Faculty of Education and Social Work


Faculty of Education and Social Work Pōwhiri

Protocols for staff, students and visitors attending pōwhiri at Tūtahi Tonu marae on the Epsom Campus. All newcomers to the campus are officially welcomed at the marae as close as possible to their arrival at the University.

Te Aka Matua O Te Pou Hawaiki Marae: Tikanga Mo Te Pōwhiri

powhiri

Faculty of Education and Social Work Epsom Campus Marae Pōwhiri Guidelines

Protocols differ from Marae to Marae and this guide gives staff, students and visitors an idea of how the pōwhiri is carried out at Tūtahi Tonu marae in The University of Auckland’s Faculty of Education and Social Work in Epsom.

All newcomers to the University Campus must be afforded an official welcome at the marae as close as possible to their arrival on Campus i.e before students start classes or before new Academic and Professional staff start in their new position.

If the group is over 100 + then they will be divided into two i.e there will be two pōwhiri held.

If the weather is fine the pōwhiri will be held outside on the marae ātea. If the weather is wet and the group is 45 or more people the pōwhiri will be diverted to the Music Auditorium.

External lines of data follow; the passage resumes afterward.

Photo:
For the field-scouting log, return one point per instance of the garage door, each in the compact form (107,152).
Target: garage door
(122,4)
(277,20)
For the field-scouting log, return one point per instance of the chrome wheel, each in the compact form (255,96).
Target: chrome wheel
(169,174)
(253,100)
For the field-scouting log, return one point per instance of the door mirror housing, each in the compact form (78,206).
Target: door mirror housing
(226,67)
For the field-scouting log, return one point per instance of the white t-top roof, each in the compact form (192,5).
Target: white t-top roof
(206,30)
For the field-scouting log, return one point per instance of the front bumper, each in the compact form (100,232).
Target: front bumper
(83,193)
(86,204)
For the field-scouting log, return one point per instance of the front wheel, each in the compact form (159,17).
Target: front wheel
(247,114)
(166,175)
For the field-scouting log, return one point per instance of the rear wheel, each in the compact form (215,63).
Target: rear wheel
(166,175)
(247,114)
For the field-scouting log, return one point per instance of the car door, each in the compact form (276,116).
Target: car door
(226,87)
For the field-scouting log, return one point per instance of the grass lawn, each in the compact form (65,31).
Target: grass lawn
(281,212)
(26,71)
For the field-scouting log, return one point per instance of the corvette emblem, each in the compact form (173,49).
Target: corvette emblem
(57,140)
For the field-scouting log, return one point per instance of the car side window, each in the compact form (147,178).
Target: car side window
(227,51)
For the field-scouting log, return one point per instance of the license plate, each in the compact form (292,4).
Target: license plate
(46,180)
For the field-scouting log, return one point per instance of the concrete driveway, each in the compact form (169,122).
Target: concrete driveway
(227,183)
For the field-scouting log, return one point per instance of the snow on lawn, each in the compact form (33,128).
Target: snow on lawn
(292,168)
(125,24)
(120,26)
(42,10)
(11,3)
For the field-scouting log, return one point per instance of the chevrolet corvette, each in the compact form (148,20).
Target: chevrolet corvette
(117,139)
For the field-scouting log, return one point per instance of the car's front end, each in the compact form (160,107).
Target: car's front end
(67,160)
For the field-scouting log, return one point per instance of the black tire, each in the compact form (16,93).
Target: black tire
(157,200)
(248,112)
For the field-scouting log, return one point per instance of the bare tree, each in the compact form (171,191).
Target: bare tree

The process is as follows:

Groups will select a kaikaranga (an adult female) able to return the welcoming call from tangata whenua, or one or two kaikorero (adult male speakers) to respond to the kaikorero tangata whenua.

The group gathers together closely at the waharoa which is the gateway to the marae atea. (forecourt between the waharoa and the wharenui).

The karanga (welcoming call) from tangata whenua (adult female) is given. This acknowledges the arrival of manuhiri (visitors) and invites manuhiri to move slowly and respectfully onto the marae led by an adult female followed by women and children, in turn followed or flanked by the men.

Please ensure all mobile phones are turned off, nobody is eating, and everyone is respectfully listening to the kaikaranga while moving onto the marae and during the procedure of the pōwhiri.

The karanga also acknowledges the kaupapa (reason) for their visit, who they are, and if known where they are from. Finally – it accepts the manuhiri have come in peace.

Once manuhiri have reached their seats, they should remain standing until the kaikorero tangata whenua indicates that they may sit.

Order of speeches

The first kaikorero tangata whenua will open up the welcoming speeches, followed by a waiata, then kaikorero manuhiri will be offered the right of reply which on the marae should be in Māori.

There may be more than one speaker on the manuhiri side. Each speech is followed by an appropriate waiata.

If there is a koha it is normally laid down by the last speaker for the manuhiri followed by a waiata, and then picked up and/ or acknowledged by tangata whenua.

This completes the pōwhiri, and manuhiri will now be invited to move across to “hariru” to tangata whenua.

This in turn is followed by sharing of a light meal or a cup of tea together.

Kia ora koutou. You are now tangata whenua and part of the Faculty Whānau.